The sharp turn at the tip of the C-shape reveals something unexpected: a structural complexity that rivals that of the evolved globular protein folds. This motif, called a β-helix, requires a precise pattern of polar, apolar, small, and large residues. The complexity of its pattern suggests it could be exploited to develop diagnostic markers to distinguish Alzheimer’s disease from other tauopathies.
Another unexpected feature is the lack of repeated structural motifs. Tau has four imperfect repeats each of an approximately 31 amino-acid sequence, and Fitzpatrick et al. show that two of these, R3 and R4, are included in the core of the fibrils. However, structural similarity between R3 and R4 is limited to a short region spanning only eight amino-acid residues. This disparity is a stark contrast to the common finding in structural biology that similar sequences adopt similar structures and speaks to the challenge of predicting amyloid structure from sequence data alone.
These two Tau filaments are the longest amyloid fibrils visualized at the molecular level to date. That the filaments come directly from a diseased brain confirms that the structure has relevance to Alzheimer’s disease. Perhaps most importantly, the techniques used here could be applied to other disease-related amyloid fibrils, for which high-quality structures have proven equally elusive.
Fitzpatrick et al. collected some 2000 images of fibrils at high magnification using cryoEM. The images, which reveal Tau molecules from many angles, were aligned computationally and averaged to reduce noise, permitting 3D reconstruction of the fibril structure. The authors minimized blurring due to small variations in fibril twists by cropping out all but the central, most coherent portion of the aligned images. Developing the software to accomplish these steps has been a major achievement by one of the paper’s senior authors5.

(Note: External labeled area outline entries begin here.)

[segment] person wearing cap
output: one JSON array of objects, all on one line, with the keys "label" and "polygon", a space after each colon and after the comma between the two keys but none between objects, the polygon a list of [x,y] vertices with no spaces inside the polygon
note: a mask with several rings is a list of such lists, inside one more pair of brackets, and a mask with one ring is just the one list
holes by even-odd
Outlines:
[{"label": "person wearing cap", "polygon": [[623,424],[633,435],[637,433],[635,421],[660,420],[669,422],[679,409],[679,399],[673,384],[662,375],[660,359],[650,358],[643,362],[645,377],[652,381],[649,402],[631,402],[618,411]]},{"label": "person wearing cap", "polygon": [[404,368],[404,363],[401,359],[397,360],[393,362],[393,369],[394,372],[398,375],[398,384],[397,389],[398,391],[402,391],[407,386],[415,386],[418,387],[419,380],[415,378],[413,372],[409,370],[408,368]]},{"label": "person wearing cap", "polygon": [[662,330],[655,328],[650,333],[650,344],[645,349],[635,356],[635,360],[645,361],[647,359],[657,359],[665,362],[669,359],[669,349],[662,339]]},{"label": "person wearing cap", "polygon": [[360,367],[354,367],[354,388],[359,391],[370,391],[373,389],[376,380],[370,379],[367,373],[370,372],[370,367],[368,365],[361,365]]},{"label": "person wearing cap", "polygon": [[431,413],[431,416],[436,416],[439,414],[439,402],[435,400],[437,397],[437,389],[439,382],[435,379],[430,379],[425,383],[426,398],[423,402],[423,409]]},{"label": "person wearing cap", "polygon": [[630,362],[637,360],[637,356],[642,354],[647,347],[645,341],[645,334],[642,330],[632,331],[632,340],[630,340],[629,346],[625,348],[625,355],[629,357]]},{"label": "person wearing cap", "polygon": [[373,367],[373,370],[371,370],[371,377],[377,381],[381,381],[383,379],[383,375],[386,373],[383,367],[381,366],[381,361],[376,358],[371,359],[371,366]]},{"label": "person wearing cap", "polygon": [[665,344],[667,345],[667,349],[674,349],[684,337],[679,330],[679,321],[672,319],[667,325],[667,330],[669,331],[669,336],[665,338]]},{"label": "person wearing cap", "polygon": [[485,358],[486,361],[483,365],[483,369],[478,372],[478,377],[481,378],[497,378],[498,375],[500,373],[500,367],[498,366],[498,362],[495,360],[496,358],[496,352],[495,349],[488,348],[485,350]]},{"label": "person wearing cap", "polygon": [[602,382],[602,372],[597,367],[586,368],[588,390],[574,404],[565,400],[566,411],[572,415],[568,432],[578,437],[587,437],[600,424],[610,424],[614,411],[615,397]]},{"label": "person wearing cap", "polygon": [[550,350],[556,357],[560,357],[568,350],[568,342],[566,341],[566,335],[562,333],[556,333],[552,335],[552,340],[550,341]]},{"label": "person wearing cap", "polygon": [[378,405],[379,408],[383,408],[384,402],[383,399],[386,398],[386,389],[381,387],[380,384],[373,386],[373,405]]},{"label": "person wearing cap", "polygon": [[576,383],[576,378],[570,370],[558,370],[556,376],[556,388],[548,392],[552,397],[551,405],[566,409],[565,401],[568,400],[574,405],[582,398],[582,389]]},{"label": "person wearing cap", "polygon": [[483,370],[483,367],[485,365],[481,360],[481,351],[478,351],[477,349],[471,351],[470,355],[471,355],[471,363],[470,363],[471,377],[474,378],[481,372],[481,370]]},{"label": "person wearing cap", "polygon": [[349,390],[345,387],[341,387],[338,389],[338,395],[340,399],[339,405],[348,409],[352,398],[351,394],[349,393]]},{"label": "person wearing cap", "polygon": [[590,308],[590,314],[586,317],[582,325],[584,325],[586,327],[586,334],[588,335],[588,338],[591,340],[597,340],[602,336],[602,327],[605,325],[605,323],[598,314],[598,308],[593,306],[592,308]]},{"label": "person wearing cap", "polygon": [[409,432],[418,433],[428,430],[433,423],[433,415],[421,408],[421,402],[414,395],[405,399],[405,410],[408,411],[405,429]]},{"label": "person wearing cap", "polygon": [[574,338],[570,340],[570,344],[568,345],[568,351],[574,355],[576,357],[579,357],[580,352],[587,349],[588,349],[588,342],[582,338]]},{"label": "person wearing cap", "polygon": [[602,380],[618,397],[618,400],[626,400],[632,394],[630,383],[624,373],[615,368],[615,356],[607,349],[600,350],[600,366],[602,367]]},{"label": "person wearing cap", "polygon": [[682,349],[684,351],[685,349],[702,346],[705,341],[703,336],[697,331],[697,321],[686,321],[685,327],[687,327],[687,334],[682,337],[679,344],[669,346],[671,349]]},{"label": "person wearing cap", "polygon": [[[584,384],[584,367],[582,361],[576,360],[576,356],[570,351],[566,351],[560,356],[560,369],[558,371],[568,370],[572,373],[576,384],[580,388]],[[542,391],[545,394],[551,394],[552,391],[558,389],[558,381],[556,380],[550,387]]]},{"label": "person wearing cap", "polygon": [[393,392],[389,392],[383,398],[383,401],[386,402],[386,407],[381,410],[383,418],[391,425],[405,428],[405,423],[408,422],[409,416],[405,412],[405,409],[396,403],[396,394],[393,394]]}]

The authors chose cryoEM, rather than x-ray crystallography to analyse Tau amyloid fibrils because it is impossible to coax partially disordered fibrils into crystals. The lack of need of crystalline specimens for cryoEM is its huge advantage. The huge advantage of x-ray crystallography is that crystals hold millions to billions of molecules in the same orientation, providing relatively noise-free information and permitting—in the best cases—resolution of structures at truly atomic scales. An up-and-coming method, microelectron diffraction, shares features of both X-ray crystallography and cryo-EM, but so far has not determined amyloid structures as large as tau8,9.
Acknowledgments
In the paper’s acknowledgements, Fitzpatrick et al. state that ‘These findings mark the culmination of a conversation at the MRC Laboratory of Molecular Biology 34 years ago between Aaron Klug and the late Martin Roth about the structural analysis of Alzheimer filaments.’ Indeed, two of the authors started their work on Tau in that research institute in the 1980s. The same institute has sponsored the development of the cryoEM methods for decades, enabling this giant step of a paper, giving us the first molecular level structure of Tau fibrils from the brain of a demented patient. Thus, an implicit lesson emerges from this ground breaking study: long term support is essential for influential science.